1932 legte er die Ideologie seines Staatssystems schriftlich vor (Dottrina del fascismo): Merkmale waren ein extremer Nationalismus, eine durch Krieg angestrebte Großmachtstellung für Italien im Mittelmeerraum, die Betonung des „Willens zur Macht“ (Friedrich Nietzsche), des autoritären Führerprinzips (Vilfredo Pareto), der „direkten Aktion“ als „schöpferischem Gestaltungsprinzip“ (Georges Sorel) und einer totalitären, von einer Geheimpolizei überwachten Verschmelzung von Staat und alleinregierender Partei. Die sozialrevolutionäre Komponente der Aufstiegszeit trat zurück; verordnete Einheitsorganisationen von Arbeitern und Unternehmern sollten Klassenkampf unterbinden.[5]

Als Kennzeichen des Faschismus nach italienischem Vorbild gelten daher voluntaristische und futuristische Politikkonzepte, die den Machtwillen ökonomischen Zwängen vorordnen und die künftige radikale Umgestaltung der Gesellschaft als nationale Bestimmung anstreben[6], diktatorische Herrschaftsformen, die sich als Volkswille ausgeben, mit ausgeprägtem Personenkult[7] und einer starken Ästhetisierung der Politik, die gegensätzliche Interessen und Strömungen überwölben und zusammenhalten soll.

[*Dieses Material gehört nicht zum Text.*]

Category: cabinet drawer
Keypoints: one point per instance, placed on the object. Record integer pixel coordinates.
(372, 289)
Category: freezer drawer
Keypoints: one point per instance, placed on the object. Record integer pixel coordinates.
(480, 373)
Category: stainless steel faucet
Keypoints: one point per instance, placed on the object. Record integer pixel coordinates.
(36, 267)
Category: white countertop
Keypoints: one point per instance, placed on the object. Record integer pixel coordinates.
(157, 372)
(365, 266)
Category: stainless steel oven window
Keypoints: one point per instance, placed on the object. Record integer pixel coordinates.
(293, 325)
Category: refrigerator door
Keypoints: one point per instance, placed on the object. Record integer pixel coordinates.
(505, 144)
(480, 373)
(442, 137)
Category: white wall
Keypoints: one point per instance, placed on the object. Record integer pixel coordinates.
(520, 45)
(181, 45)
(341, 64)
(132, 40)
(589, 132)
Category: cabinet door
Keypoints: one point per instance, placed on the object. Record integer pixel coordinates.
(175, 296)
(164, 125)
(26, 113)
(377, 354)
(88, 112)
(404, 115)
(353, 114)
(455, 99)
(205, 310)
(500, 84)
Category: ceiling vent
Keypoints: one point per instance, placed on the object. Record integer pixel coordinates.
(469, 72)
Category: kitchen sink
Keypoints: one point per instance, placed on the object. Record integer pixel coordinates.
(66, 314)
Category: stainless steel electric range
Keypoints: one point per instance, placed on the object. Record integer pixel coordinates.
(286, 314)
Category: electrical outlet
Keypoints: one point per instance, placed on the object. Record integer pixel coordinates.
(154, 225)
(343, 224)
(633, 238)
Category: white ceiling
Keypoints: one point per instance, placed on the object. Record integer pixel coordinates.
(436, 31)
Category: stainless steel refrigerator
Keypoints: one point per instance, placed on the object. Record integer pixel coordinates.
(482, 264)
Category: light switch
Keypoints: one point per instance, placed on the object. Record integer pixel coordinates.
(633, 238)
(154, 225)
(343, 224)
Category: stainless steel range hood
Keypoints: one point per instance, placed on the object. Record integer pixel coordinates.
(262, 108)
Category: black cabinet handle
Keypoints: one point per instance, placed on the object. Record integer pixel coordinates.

Anfangs war der Faschismus nicht antisemitisch ausgerichtet. Wiederholt lehnte Mussolini in öffentlichen Äußerungen den Rassismus und Antisemitismus der Nationalsozialisten ab, in dem er eine Wiederkehr des „Germanismus“ sah, den er in seiner Jugend stets bekämpft habe.[8][9] Erst seit Mitte der 1930er Jahre gab es infolge der politischen Koalition Mussolinis mit dem Deutschen Reich antisemitische Agitationen, die dann auch in den Erlass antijüdischer Gesetze mündeten. Diese Politik zielte aber niemals auf Vernichtung der europäischen Juden, sondern auf ihre Entrechtung, Enteignung und Vertreibung.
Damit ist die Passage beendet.